A few years ago I enjoyed very much Jostein Gaarder‘s philosophical bestseller Sophie’s World, so I turned to his novel Maya recently with a feeling of great expectation. In the end I was disappointed. Although Gaarder‘s ideas about time, evolution and the meaning of the universe are always fascinating, the plot was so fantastically convoluted and self-referential that the ending was bound to be a letdown. Also many of the characters were little more than mouthpieces for the author’s own philosophising. However, there were many striking passages in the book, and here is one. The English novelist, John Spooke, is talking to some assembled hotel guests at dinner about how we often introduce ourselves to others — that is with vanity, boastfulness and defensiveness:

“‘Good!’ the Englishman repeated. ‘A virtual requisite for such introductions is the desire to show oneself off to the best possible advantage, whether in matters of sex, status, financial affairs, social connections or special achievements and skills.
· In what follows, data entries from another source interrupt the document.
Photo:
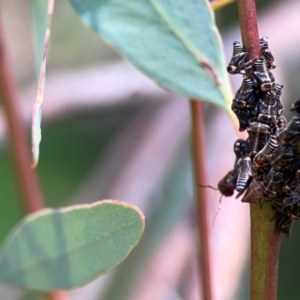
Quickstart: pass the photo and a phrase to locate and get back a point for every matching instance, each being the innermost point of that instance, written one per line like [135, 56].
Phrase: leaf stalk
[31, 195]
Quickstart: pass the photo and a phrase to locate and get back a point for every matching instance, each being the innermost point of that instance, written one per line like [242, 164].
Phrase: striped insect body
[267, 164]
[237, 62]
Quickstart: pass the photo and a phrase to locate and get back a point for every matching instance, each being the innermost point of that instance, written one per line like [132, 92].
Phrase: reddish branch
[197, 112]
[27, 179]
[265, 242]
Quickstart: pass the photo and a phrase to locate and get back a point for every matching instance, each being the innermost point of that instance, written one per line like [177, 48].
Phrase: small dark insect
[227, 184]
[272, 183]
[245, 173]
[244, 102]
[262, 77]
[239, 149]
[281, 121]
[292, 199]
[268, 108]
[254, 192]
[296, 108]
[261, 159]
[282, 158]
[290, 134]
[237, 62]
[258, 136]
[264, 44]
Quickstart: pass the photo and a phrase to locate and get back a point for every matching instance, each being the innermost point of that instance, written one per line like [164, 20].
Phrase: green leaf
[174, 42]
[69, 247]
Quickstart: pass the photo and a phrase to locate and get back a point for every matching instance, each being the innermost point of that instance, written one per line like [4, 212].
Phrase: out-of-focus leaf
[65, 164]
[174, 42]
[37, 109]
[69, 247]
[168, 207]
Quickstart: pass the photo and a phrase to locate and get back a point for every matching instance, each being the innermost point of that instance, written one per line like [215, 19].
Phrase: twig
[198, 146]
[265, 242]
[27, 178]
[28, 181]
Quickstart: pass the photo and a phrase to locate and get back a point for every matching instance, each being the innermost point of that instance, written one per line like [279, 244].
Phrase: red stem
[265, 242]
[32, 198]
[198, 142]
[28, 181]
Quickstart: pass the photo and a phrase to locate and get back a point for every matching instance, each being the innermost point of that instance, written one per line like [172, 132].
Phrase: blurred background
[111, 133]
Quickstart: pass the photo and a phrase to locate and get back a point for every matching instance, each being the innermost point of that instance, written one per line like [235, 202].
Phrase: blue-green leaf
[69, 247]
[174, 42]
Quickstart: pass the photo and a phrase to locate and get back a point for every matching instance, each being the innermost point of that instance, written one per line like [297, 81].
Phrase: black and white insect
[267, 164]
[237, 62]
[264, 45]
[262, 77]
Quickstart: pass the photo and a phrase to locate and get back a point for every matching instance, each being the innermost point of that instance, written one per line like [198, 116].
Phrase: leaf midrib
[36, 262]
[179, 34]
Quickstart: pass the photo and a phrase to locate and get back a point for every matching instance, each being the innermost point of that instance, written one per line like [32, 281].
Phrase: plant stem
[31, 195]
[28, 182]
[265, 242]
[265, 248]
[198, 143]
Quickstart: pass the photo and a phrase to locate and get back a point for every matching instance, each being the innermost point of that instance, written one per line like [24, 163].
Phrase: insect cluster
[266, 166]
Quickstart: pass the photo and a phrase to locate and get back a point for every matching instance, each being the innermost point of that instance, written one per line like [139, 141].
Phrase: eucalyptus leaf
[67, 248]
[174, 42]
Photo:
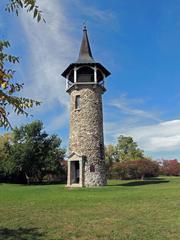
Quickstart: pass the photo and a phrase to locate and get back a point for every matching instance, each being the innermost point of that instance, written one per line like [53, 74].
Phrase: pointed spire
[85, 55]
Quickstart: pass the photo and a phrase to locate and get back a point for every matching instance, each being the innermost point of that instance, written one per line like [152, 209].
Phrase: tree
[127, 149]
[170, 167]
[110, 156]
[34, 153]
[137, 169]
[6, 166]
[9, 88]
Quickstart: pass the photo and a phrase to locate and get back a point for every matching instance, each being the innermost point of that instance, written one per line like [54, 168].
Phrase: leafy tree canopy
[127, 149]
[33, 153]
[8, 87]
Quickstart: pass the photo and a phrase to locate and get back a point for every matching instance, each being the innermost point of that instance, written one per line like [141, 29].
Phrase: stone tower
[85, 85]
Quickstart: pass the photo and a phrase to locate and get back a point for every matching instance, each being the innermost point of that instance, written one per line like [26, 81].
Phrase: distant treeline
[29, 155]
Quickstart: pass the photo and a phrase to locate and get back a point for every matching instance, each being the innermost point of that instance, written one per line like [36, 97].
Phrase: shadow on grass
[20, 234]
[142, 182]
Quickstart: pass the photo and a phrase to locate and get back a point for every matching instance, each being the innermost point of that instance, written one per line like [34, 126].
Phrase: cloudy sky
[137, 41]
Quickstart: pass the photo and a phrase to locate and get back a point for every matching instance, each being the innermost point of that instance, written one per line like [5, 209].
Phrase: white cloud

The art is not merely to reveal one’s most advantageous facets, but to do it in the most casual, disguised or unintentional way possible. For man is not merely a social animal. He is above all a vain creature, vainer, I assume, than any other vertebrate. Look how wonderful and clever I am, we say. I hope you realise I’m not just one of the crowd. I’ve got two grown-up sons, you know, both at college, and a teenage daughter who wants to be an actress or an artist. Oh, really, well our daughter recently married the mayor of Liverpool’s son, he was absolutely crazy about her. You can also see that I’m pretty well off. Oh, yes, our name’s the same as the steel company, that was my great-grandfather, you know. Well, I’ve dipped into Derrida, naturally, and for the past few days I’ve had a book by Baudrillard on my bedside table. And then there’s art; actually, we have a small Monet in the bedroom, and a Miró in the sitting room, and, as a a matter of fact, we’ve just hung a baroque mirror over the fireplace…'”

I wonder if some of us felt a slight, uncomfortable feeling of recognition on reading this?

On the Camino, thank God,  one’s social standing and material possessions are of little interest to one’s fellow walkers and pilgrims. Everyone has better and more interesting things to talk about.